Each of these imperatives is fleshed out in more specific objectives. The right side of the illustration highlights near-term policy opportunities.

The Business Plan Still Envisions a Strong Traded Sector 

The Oregon Business Plan envisions a prosperous Oregon based on the growth and success of leading-edge industries that sell their products and services outside of Oregon, what we call “traded sector” industries.

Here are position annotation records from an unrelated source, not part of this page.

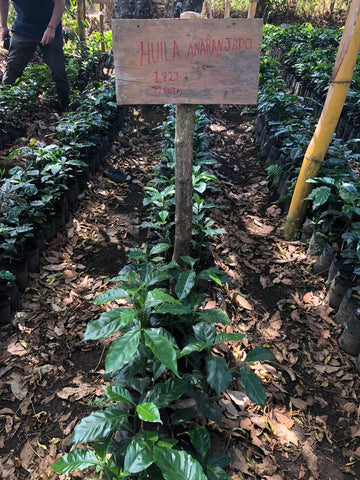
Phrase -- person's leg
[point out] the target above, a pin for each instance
(20, 52)
(54, 58)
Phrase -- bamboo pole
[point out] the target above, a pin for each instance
(252, 8)
(81, 19)
(338, 89)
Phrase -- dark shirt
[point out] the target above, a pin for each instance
(32, 18)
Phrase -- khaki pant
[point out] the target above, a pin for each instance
(20, 53)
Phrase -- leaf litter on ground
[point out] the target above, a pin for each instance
(48, 379)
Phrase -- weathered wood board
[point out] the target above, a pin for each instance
(188, 61)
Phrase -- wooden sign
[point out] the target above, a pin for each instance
(195, 61)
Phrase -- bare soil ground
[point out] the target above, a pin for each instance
(49, 380)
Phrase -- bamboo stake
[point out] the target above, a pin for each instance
(81, 19)
(338, 89)
(252, 8)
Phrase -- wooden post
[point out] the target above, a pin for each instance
(184, 130)
(81, 19)
(252, 8)
(338, 89)
(101, 13)
(227, 9)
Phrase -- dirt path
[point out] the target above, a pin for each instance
(49, 380)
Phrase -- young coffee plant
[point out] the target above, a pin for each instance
(164, 353)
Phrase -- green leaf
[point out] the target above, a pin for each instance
(148, 412)
(259, 354)
(218, 373)
(173, 309)
(154, 277)
(99, 425)
(228, 337)
(193, 347)
(189, 260)
(209, 410)
(122, 350)
(319, 196)
(118, 394)
(157, 297)
(162, 349)
(205, 333)
(165, 393)
(216, 473)
(185, 283)
(253, 387)
(108, 323)
(110, 295)
(138, 456)
(177, 465)
(75, 460)
(214, 315)
(183, 415)
(200, 438)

Most jobs in Oregon are actually not in the traded sector.  They are in local service industries such as restaurants, grocery stores, hospitals and schools.  However, because traded sector industries bring in the fresh dollars that allow these other industries to grow, we must pay special attention to the traded sector.  Traded sector companies are both small and large.

The success of traded-sector companies is not random.  These industries tend to “cluster” based on shared advantages such as natural resources, a specialized workforce, proximity to suppliers, and a policy environment conducive to the industry’s activities.

While the future of these industries is in their own hands, it is critical that Oregon’s leaders understand our key traded-sector industries and pursue initiatives that provide them with a competitive advantage over other states and nations.

Four Ps Set the Conditions for Traded Sector Success

When leaders of Oregon’s traded-sector industries are asked to describe what makes a competitive business climate for their industry, they point to the same set of issues:

People:  A talented workforce
Productivity:  Quality infrastructure, reasonable business costs and a competitive regulatory climate.
Place: An attractive quality of life and quality public services that attract and retain talented people.
Pioneering Innovation:  An innovative, entrepreneurial spirit statewide.

We call these the “Four Ps”.

While the needs of individual industries may differ, the Four Ps provide a handy way to think about how we improve the business climate.  Finding the right mix of the Four Ps that supports our key traded sector industries is an important task for community and policy leaders working to strengthen our economy.